Tak Minder Jadi Minoritas – Porochista Khakpour, Novelis Amerika Keturunan
Porochista Khakpour (37) tak pernah bermimpi menjadi warga negara Amerika Serikat (AS). Kecamuk Revolusi Iran membuat dia dan keluarganya terpaksa meninggalkan Negeri Para Mullah pada 1981. Kini dia dikenal sebagai novelis, dosen, dan jurnalis yang cukup dikenal di Negeri Paman Sam.
KETIKA itu Porochista berusia tiga tahun. Dia tidak mengerti mengapa orang tuanya mau meninggalkan kehidupan mereka yang nyaman di tempat kelahiran, Teheran. Mereka akhirnya menetap di Los Angeles (LA), California, AS. ”Saat itu kami hanya membawa dua koper. Maklum, orang tua saya mengira kami hanya akan bepergian untuk sementara waktu,” tutur Porochista saat menceritakan kisah hidupnya ketika menjadi pembicara pada kuliah umum ”Multicultural America: Being a Minority” di Unika Soegijapranata, Semarang, baru-baru ini. Jika Anda pernah menonton reality tv ”Shahs of Sunset” yang menceritakan kehidupan glamor warga Iran, tidak demikian halnya dengan yang dialami Porochista dan keluarganya. ”Di Teheran, kami tinggal di mansion. Kamar saya penuh mainan. Di LA, kami harus tinggal di apartemen kecil,” kata dia dalam acara yang diselenggarakan Unika bekerja sama dengan Kedutaan Besar (Kedubes) AS itu. Kendati ayahnya berprofesi sebagai ahli fisika nuklir, tak mudah baginya mendapat pekerjaan di AS. ”Keluarga kami ada yang menduduki posisi di pemerintahan. Karena itu, kami tidak bisa membawa harta keluar Iran.
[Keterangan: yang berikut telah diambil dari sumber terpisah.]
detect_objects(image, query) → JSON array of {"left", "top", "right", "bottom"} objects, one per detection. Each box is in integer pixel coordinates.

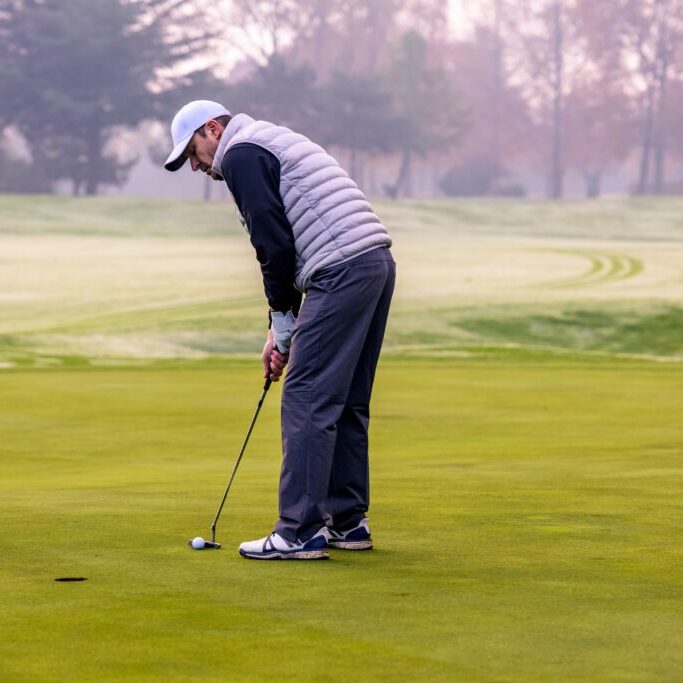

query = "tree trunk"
[
  {"left": 653, "top": 22, "right": 670, "bottom": 195},
  {"left": 491, "top": 0, "right": 503, "bottom": 190},
  {"left": 637, "top": 86, "right": 655, "bottom": 195},
  {"left": 653, "top": 115, "right": 666, "bottom": 195},
  {"left": 396, "top": 149, "right": 412, "bottom": 197},
  {"left": 356, "top": 153, "right": 365, "bottom": 191},
  {"left": 583, "top": 170, "right": 601, "bottom": 199},
  {"left": 550, "top": 1, "right": 564, "bottom": 200},
  {"left": 203, "top": 174, "right": 212, "bottom": 201},
  {"left": 384, "top": 149, "right": 412, "bottom": 199},
  {"left": 84, "top": 126, "right": 101, "bottom": 196},
  {"left": 349, "top": 147, "right": 359, "bottom": 183},
  {"left": 367, "top": 159, "right": 377, "bottom": 195}
]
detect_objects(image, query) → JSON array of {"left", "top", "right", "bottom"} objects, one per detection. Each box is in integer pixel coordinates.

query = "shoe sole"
[
  {"left": 239, "top": 549, "right": 330, "bottom": 560},
  {"left": 328, "top": 540, "right": 373, "bottom": 550}
]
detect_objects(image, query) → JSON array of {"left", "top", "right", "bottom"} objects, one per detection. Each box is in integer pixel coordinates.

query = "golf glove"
[{"left": 270, "top": 309, "right": 296, "bottom": 354}]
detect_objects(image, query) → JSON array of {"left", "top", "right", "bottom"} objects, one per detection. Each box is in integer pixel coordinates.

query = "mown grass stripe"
[{"left": 535, "top": 249, "right": 645, "bottom": 289}]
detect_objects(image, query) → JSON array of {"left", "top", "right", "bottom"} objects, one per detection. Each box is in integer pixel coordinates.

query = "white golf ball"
[{"left": 191, "top": 536, "right": 205, "bottom": 549}]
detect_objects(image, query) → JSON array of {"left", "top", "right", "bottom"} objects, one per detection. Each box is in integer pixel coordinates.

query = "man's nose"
[{"left": 190, "top": 157, "right": 199, "bottom": 172}]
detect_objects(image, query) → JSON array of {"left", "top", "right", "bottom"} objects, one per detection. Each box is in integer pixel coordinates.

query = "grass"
[
  {"left": 2, "top": 194, "right": 682, "bottom": 240},
  {"left": 453, "top": 305, "right": 683, "bottom": 357},
  {"left": 0, "top": 195, "right": 682, "bottom": 365},
  {"left": 1, "top": 194, "right": 683, "bottom": 680},
  {"left": 1, "top": 359, "right": 682, "bottom": 681}
]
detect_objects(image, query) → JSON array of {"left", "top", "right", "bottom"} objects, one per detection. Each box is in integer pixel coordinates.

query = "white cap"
[{"left": 164, "top": 100, "right": 231, "bottom": 171}]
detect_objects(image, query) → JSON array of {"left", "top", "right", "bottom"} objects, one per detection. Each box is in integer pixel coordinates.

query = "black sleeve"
[{"left": 221, "top": 142, "right": 302, "bottom": 316}]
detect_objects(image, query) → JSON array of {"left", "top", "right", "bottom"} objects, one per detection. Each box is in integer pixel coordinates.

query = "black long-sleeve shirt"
[{"left": 221, "top": 143, "right": 302, "bottom": 316}]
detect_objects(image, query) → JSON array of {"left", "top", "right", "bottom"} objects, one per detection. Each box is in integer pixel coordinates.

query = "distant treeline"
[{"left": 1, "top": 0, "right": 682, "bottom": 199}]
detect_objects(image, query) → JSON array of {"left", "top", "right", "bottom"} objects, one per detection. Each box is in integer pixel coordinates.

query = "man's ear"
[{"left": 206, "top": 119, "right": 223, "bottom": 139}]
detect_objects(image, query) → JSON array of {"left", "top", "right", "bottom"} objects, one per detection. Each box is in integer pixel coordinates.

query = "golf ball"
[{"left": 191, "top": 536, "right": 205, "bottom": 549}]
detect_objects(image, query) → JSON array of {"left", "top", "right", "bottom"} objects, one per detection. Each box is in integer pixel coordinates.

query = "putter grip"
[{"left": 264, "top": 378, "right": 272, "bottom": 391}]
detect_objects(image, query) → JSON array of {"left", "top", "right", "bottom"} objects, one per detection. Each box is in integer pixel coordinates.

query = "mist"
[{"left": 1, "top": 0, "right": 682, "bottom": 200}]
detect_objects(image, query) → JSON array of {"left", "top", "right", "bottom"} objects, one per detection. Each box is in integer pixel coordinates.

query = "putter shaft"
[{"left": 210, "top": 378, "right": 272, "bottom": 543}]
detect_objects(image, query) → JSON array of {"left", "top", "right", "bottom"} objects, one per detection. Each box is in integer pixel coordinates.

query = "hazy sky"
[{"left": 449, "top": 0, "right": 474, "bottom": 37}]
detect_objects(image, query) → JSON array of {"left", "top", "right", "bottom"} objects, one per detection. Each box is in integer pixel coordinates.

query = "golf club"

Hal itulah yang menyebabkan kami tidak bisa langsung hidup nyaman di AS.” Kini kehidupan keluarganya boleh dibilang lebih nyaman. Tahun lalu, kedua orang tuanya membeli rumah di LA setelah bertahun-tahun hanya mampu menyewa apartemen. Mereka memilih LA karena di sana banyak imigran dari berbagai negara. Iklim LA yang tidak jauh beda dari Iran juga menjadi pertimbangan. Begitu banyak orang Iran yang tinggal di sana, kota itu mendapat julukan Tehrangeles. Meski menjadi minoritas, Porochista tidak minder. Itu pula yang dia tularkan selama menjadi pembicara dalam sejumlah acara di Indonesia. Jadi Penulis Porochista baru memperoleh kewarganegaraan AS pada 2001, setelah Tragedi 9/11. Lantas, apa yang membuatnya terjun di dunia tulis menulis? Dia mengaku bercita-cita sebagai penulis sejak kecil karena gemar membaca dan menjadi story teller. Namun, ada yang meragukan mengingat Bahasa Inggris bukanlah bahasa ibunya. Tapi hal itu tidak membuat semangatnya ciut. Pada usia 18 tahun, Porochista pindah ke New York yang merupakan rumah bagi para penulis AS untuk mengejar cita-cita. Awalnya dia tidak yakin kisah keluarganya layak dijadikan novel. Sebab dalam benaknya, bacaan yang laku di Amerika adalah jenis fiksi atau fantasi. Novel pertamanya yang berjudul Sons and Other Flammable Objects (2007) dengan latar belakang Tragedi 9/11 dan keluarga keturunan Iran yang tinggal di New York dan LA meraih penghargaan California Book Award, serta mendapat sambutan positif baik di AS maupun luar negeri. Novel itu fokus pada perjuangan seorang anak lelaki untuk menjauhkan diri dari orang tua, sejarah, dan etnisnya demi mencari jati diri. Orang tuanya pun berjuang sekuat mungkin untuk menahannya dan berdamai dengan masa lalu. Menurut ulasan The New York Times, kekuatan Porochista terletak pada percakapan yang menohok, gambaran yang gamblang, dan humor yang tajam. Adapun novel lain karyanya berjudul The Last Illusion (2014) dan memoarnya yang diberi judul Sick akan terbit pada 2017. Selain menjadi novelis, Porochista juga berprofesi sebagai dosen dan jurnalis. Dia adalah kontributor untuk The New York Times .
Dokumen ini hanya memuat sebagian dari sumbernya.